The first stage booster of the rocket successfully returned to Earth and landed carefully on an unmanned ship named ‘Just Read the Instructions’. It is worth mentioning that this is the 50th launch of SpaceX using the recovered Falcon 9 first-stage booster.

At present, it was only 5 years and a few days before SpaceX successfully recovered the first-level booster for the first time, and it was less than 4 years before the first usage of the recovered first-level booster was launched. SpaceX’s next Falcon 9 rocket launch mission may take place on January 14.

This mission is SpaceX’s first rocket launch this year, and the 3.4-ton satellite was successfully deployed to the geosynchronous transfer orbit.

The rocket lifted off from Launch Pad 40 at Cape Canaveral Air Force Base in Florida. The Falcon 9 rocket used the first-stage booster and payload fairing recovered earlier.

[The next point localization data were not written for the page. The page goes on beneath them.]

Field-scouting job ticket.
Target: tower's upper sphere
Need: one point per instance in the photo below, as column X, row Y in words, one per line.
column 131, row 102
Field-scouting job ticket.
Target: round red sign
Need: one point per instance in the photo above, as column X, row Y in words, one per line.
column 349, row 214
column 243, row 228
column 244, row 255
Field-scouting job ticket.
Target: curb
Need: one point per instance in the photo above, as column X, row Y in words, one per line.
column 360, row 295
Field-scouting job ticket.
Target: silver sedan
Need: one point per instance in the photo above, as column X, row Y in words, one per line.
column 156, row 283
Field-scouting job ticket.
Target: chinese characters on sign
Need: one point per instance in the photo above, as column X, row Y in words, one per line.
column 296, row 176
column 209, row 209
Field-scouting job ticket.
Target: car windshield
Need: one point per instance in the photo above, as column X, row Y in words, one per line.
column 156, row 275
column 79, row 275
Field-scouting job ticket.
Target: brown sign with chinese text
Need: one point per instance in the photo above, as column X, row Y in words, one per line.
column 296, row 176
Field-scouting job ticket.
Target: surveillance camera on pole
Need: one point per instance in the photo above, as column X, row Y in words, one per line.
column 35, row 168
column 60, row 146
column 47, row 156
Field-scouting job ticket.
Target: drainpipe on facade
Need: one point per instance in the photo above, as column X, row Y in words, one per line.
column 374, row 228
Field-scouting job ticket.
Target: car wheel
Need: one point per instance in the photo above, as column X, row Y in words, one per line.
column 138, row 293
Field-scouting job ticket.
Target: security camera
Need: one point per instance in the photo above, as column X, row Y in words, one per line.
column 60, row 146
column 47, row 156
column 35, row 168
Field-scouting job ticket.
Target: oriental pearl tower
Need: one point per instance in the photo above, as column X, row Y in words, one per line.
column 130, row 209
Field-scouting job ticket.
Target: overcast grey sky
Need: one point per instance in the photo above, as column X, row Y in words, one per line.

This is the fourth launch of the first-level booster.

Previously, it had launched a GPS satellite in June 2020 and completed two Starlink satellite launch missions. Each half of the payload fairing used in this launch mission has previously performed a mission.

This launch proves that SpaceX is continuously using the recovered first-stage booster for commercial launch missions. In December of last year, the company used a six-handed rocket to put the communications satellite of the satellite broadcaster, Sirius, into orbit.

In an interview, SpaceX President and Chief Operating Officer Gwynne Shotwell (Gwynne Shotwell) stated that customers are very confident inflight-proven’ rockets. Normally, SpaceX will decide on its own for each mission. Which rocket.

Shotwell told customers: ‘You are buying launch services, and we will provide you with the best delivery vehicles within the time frame you need to launch.’ ‘We basically control most of it in our own hands.’

It is unclear how many Falcon 9 rockets SpaceX will launch in 2021, but this number will undoubtedly be very high. In 2020, SpaceX successfully carried out 26 rocket launch missions, a record high. At the same time, the company also plans to establish its own Starlink satellite network to provide more satellite Internet services.